Mental Health Was Never Really Discussed In My Household

Mental Health Was Never Really Discussed In My Household

In my household mental health was never really discussed and I never really had a glimpse of it until my junior year of high school when I experienced my first major depressive episode. It got so severe I lost about 30 lbs, would sleep most of my days away, hardly ate anything, and spent a lot of time truthfully not wanting to live. My friends and family thought I was physically sick because my appearance changed drastically during that time. The doctors would look at my mom like she was crazy. I didn’t know how to tell her what I was feeling at the time. I got through that first episode without really knowing what had happened to me. I have gone through 3 major depressive episodes since then, all with similar symptoms.

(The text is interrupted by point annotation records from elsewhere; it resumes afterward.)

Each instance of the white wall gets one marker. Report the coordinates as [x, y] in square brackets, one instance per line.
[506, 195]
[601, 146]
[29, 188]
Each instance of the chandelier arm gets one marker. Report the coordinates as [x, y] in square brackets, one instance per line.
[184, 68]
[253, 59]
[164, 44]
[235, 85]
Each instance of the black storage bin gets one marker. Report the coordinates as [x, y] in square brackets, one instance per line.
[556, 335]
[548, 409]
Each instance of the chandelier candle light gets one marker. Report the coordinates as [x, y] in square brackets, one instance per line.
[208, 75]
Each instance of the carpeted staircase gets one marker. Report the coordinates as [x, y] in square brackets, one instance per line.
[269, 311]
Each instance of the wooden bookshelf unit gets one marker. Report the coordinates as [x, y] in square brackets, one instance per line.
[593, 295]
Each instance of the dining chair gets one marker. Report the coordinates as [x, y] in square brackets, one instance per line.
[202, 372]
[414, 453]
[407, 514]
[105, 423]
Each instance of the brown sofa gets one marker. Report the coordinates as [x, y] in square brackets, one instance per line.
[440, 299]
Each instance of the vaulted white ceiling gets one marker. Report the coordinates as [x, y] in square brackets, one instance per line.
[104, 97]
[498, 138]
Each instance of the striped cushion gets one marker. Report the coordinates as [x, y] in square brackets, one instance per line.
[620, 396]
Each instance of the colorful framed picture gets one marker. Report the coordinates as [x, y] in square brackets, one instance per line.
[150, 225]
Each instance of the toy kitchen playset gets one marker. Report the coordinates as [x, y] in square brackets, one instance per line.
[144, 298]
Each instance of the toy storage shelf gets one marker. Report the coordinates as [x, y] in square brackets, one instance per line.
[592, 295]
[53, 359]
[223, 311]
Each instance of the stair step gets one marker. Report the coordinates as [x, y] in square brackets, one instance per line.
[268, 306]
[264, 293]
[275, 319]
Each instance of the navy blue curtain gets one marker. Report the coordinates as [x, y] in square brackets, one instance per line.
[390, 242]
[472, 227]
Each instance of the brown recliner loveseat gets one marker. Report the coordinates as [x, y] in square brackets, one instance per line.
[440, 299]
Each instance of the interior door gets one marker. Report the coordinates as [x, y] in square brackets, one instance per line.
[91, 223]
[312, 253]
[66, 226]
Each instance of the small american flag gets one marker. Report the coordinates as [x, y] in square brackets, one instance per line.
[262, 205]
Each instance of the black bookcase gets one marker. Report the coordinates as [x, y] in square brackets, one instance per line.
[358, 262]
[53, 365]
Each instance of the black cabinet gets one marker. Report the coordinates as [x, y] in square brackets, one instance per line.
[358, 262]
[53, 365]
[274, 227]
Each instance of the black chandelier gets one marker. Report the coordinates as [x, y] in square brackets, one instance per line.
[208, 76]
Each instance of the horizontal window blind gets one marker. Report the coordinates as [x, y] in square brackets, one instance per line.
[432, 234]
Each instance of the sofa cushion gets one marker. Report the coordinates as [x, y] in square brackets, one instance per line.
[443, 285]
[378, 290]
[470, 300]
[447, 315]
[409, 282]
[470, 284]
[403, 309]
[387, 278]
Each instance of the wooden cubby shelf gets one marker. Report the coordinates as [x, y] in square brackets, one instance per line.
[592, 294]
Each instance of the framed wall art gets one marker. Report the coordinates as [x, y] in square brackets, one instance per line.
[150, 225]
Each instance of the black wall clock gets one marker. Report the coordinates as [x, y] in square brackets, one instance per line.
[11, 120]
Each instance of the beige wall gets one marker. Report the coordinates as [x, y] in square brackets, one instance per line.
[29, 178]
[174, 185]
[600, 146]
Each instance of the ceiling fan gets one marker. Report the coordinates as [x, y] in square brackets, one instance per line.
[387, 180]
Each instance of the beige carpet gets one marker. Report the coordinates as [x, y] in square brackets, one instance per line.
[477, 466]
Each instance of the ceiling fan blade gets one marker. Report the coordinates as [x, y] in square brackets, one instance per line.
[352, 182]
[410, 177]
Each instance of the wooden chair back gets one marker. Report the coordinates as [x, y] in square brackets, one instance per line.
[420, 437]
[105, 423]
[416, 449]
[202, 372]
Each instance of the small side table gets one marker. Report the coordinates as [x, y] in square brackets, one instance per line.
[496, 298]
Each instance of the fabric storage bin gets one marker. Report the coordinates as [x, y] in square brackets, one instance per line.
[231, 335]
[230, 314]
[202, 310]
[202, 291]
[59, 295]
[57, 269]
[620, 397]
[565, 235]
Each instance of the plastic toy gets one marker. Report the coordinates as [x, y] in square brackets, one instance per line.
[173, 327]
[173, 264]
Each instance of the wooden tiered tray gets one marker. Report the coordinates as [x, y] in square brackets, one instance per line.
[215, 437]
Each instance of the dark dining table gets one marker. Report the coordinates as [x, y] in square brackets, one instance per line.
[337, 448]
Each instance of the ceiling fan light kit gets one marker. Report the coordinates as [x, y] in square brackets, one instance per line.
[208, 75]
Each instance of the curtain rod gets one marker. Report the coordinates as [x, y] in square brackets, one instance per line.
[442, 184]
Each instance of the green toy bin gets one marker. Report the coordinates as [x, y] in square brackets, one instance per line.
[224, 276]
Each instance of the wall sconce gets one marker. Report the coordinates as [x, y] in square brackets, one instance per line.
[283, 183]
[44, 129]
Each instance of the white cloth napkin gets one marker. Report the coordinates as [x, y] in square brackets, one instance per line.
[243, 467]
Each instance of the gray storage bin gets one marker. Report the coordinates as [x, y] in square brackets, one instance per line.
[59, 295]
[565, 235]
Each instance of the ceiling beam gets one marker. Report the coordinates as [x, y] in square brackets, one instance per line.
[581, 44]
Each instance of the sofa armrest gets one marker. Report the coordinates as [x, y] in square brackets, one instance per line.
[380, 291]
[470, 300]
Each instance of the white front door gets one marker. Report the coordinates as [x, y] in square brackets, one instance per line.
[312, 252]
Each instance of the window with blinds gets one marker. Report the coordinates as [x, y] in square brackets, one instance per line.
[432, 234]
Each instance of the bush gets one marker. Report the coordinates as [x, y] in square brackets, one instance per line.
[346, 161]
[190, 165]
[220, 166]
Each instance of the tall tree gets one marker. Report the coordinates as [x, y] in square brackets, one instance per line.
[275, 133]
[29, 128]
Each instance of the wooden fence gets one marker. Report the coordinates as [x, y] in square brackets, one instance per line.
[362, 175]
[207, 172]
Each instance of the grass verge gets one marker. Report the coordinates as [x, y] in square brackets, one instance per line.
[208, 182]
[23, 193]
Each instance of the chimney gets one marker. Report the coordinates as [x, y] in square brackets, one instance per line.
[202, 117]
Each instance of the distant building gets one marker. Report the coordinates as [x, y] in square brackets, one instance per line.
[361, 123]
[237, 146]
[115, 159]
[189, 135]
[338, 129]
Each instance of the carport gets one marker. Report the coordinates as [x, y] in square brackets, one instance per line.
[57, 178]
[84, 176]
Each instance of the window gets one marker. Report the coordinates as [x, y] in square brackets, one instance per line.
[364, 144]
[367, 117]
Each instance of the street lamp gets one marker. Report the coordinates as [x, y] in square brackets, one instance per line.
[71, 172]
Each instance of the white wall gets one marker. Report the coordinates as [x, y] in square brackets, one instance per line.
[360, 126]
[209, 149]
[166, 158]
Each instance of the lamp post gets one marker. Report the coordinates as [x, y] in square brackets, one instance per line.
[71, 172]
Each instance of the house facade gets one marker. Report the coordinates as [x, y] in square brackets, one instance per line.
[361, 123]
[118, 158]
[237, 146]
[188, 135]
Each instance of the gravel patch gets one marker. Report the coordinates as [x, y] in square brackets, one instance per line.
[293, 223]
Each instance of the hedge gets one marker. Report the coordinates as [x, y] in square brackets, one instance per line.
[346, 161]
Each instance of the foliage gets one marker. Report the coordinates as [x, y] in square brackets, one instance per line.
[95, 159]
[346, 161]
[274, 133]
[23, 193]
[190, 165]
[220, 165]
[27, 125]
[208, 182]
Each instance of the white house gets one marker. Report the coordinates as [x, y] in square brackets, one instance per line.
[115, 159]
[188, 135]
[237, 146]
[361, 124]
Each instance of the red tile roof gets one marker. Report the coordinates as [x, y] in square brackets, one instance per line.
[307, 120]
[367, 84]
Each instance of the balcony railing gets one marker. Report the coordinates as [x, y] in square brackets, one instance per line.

It wasn’t until fall of 2018 when someone in my immediate family got clinically diagnosed with bipolar disorder that I truly grasped the severity and the toll mental health can have on someone. Since it was someone in my household, I had experienced first hand some very intense maniac & depressive episodes and I didn’t know what to do or say to make these things easier. I learned more about the bipolar disorder and mental health in general. It was then that I truly realized that what I had felt all these years was something very real and something I had very little control of. I remember being in high school and my parents would tell me that there were other people going through worse things. I felt extremely guilty and confused as to why I couldn’t brush off those feelings.
 
I am a work in progress. There are days where I feel extremely grateful to be alive, and days where I feel unmotivated and unhappy. I have learned to accept that it is okay not to be okay sometimes and it’s okay reach out for help. My mental health is something I’ve kept very personal and something I once felt ashamed of. I try and cope by allowing myself to truly feel vulnerable by accepting every single emotion I feel for what it is, and reminding myself that ultimately everything will turn out okay. I enjoy running and doing physical activities because it allows me to keep a clear head space. I also try to start my days by physically writing things I’m grateful for and saying a short prayer of gratitude.